To understand if there's anything wrong with your beer, we've got to get more specific than "bad." Common unwanted flavors detected in beer include: cidery, vinegary, fruity, bitter, skunky, musty, buttery, solvent-like, and medicinal (band-aid or plastic-like).
Each of these common off-flavors can be thought of as different symptoms which can help diagnose the problem. Most off flavors are caused by simple sanitation errors. Whether the brew keg was opened during fermentation, or the spoon didn't get a proper soaking in the sanitizer, at some point bacteria was probably introduced into the beer. Other problems are caused by fermentation temperature issues. If the beer is too warm during fermentation, it can lead to fruity, spicy, or medicinal flavors. Too cold, and your beer will be syrupy, sweet, and under-attenuated. Pin-point your beer's specific off-flavor, then find it on the FAQ page for more information.
One possibility is that you accidentally omitted the priming sugar when you bottled. If this happened, go back and add the appropriate amount of sugar (see chart below). Or perhaps you refrigerated them too early. If this is the case, try taking them out of the fridge and leaving them at room temperature for a week.
Grapefruit rind, unsweetened chocolate, and overly strong tea are three bitter things. Hops are bitter, too. They provide an essential bitterness to balance the sweetness of malt. Bitterness is different from sourness. For some drinkers, even a little extra bitterness is offensive, while for others (we call 'em "hopheads"), there's no such thing as too many hops. Besides bitterness, hops also contribute to flavor and aroma. Our MR.BEER® mixes with the least bitterness are Bewitched Red Ale, Whispering Wheat Weizenbier, and Octoberfest's Vienna Lager. Of these, the two with the lowest hop flavor are the Bewitched Red Ale and the Whispering Wheat Weizenbier. Our more bitter products include West Coast Pale, Englishman's Nut Brown Ale, Cowboy Lager, Linebacker Bock, and St. Patrick's Irish Stout. The Englishman's Nut Brown Ale and the St. Patrick's Irish Stout also have a kind of bitter/dry flavor due to the presence of roasted barley malt.

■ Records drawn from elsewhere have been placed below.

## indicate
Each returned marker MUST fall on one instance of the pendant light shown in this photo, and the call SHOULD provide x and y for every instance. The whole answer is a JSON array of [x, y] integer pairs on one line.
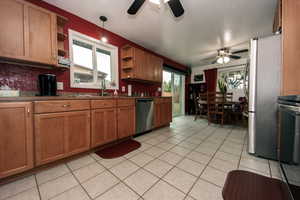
[[103, 38]]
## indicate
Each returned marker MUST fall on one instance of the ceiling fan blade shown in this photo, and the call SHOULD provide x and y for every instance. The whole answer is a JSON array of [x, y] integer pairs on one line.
[[234, 57], [240, 51], [214, 62], [135, 6], [176, 7]]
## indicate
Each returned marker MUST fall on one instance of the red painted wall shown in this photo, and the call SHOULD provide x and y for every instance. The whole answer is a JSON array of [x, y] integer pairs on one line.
[[25, 78]]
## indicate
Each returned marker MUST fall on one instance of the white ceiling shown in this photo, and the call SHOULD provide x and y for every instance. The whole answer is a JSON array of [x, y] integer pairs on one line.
[[206, 26]]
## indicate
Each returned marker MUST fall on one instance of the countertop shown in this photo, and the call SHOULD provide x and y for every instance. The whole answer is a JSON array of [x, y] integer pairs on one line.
[[70, 97]]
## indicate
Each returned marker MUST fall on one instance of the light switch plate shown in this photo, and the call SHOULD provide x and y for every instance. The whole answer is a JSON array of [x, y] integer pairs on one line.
[[60, 85]]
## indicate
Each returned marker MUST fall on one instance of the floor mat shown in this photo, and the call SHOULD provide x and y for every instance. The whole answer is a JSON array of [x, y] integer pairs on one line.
[[119, 149]]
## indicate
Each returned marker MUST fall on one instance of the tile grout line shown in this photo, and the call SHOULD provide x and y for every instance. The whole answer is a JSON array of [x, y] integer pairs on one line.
[[161, 178], [38, 188], [199, 177]]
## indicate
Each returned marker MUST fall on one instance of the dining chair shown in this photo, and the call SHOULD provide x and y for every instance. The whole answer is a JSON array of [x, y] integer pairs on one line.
[[200, 105], [216, 106]]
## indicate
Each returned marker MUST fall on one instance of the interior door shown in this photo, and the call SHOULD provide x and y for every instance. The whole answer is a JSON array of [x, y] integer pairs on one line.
[[173, 86]]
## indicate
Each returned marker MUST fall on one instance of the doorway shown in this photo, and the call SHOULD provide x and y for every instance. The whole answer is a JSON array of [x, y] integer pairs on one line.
[[173, 86]]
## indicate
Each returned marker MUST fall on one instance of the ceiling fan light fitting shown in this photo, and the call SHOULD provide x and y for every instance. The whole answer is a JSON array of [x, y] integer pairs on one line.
[[223, 60]]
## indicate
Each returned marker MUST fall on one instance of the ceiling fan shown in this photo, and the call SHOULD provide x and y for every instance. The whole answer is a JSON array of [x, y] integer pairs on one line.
[[224, 55], [175, 6]]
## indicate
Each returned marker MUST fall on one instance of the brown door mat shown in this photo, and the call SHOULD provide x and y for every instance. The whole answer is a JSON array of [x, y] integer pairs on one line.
[[243, 185], [118, 150]]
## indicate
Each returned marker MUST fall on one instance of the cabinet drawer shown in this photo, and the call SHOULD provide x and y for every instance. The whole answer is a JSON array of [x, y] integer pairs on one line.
[[158, 100], [126, 102], [60, 106], [166, 100], [103, 103]]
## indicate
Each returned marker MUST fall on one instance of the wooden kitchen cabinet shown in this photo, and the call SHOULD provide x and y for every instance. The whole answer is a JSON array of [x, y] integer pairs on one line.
[[162, 111], [28, 33], [104, 126], [291, 47], [126, 121], [13, 44], [58, 135], [42, 35], [140, 65], [16, 138]]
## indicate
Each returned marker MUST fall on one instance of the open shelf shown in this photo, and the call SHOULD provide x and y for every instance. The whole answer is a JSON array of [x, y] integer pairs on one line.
[[62, 52]]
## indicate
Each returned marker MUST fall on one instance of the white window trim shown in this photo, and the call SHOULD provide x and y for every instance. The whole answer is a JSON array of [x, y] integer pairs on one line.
[[108, 47]]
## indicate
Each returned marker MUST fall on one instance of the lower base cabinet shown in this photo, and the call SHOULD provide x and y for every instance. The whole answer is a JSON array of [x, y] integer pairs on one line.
[[126, 121], [162, 112], [16, 138], [104, 126], [58, 135]]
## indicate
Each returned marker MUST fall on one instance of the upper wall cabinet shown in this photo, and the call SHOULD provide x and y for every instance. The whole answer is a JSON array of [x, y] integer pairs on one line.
[[28, 33], [291, 47], [140, 65]]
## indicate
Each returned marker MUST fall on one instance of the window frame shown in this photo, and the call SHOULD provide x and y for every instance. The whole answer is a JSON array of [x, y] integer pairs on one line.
[[95, 44]]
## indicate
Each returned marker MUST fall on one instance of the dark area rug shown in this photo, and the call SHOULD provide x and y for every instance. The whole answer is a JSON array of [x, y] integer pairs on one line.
[[119, 149]]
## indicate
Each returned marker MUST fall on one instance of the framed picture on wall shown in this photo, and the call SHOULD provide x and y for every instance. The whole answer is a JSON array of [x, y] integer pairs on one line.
[[199, 78]]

A buttery flavor is caused by a specific compound that is produced during the fermentation process. It is an intermediate product, which is later metabolized into ethanol and CO2. If your beer is still quite sweet and buttery, your beer may be (or may have been) fermenting too cold, causing the yeast to go dormant prematurely. Conversely, if your yeast ferment too warm, they may produce more of this compound than they can later re-absorb. Maintain a temperature between 65-75 F for ale fermentations, and 45 - 60 F for lager fermentations.
Buttery or butterscotchy flavors may also be caused by bacterial contamination. Pay close attention to sanitization procedures.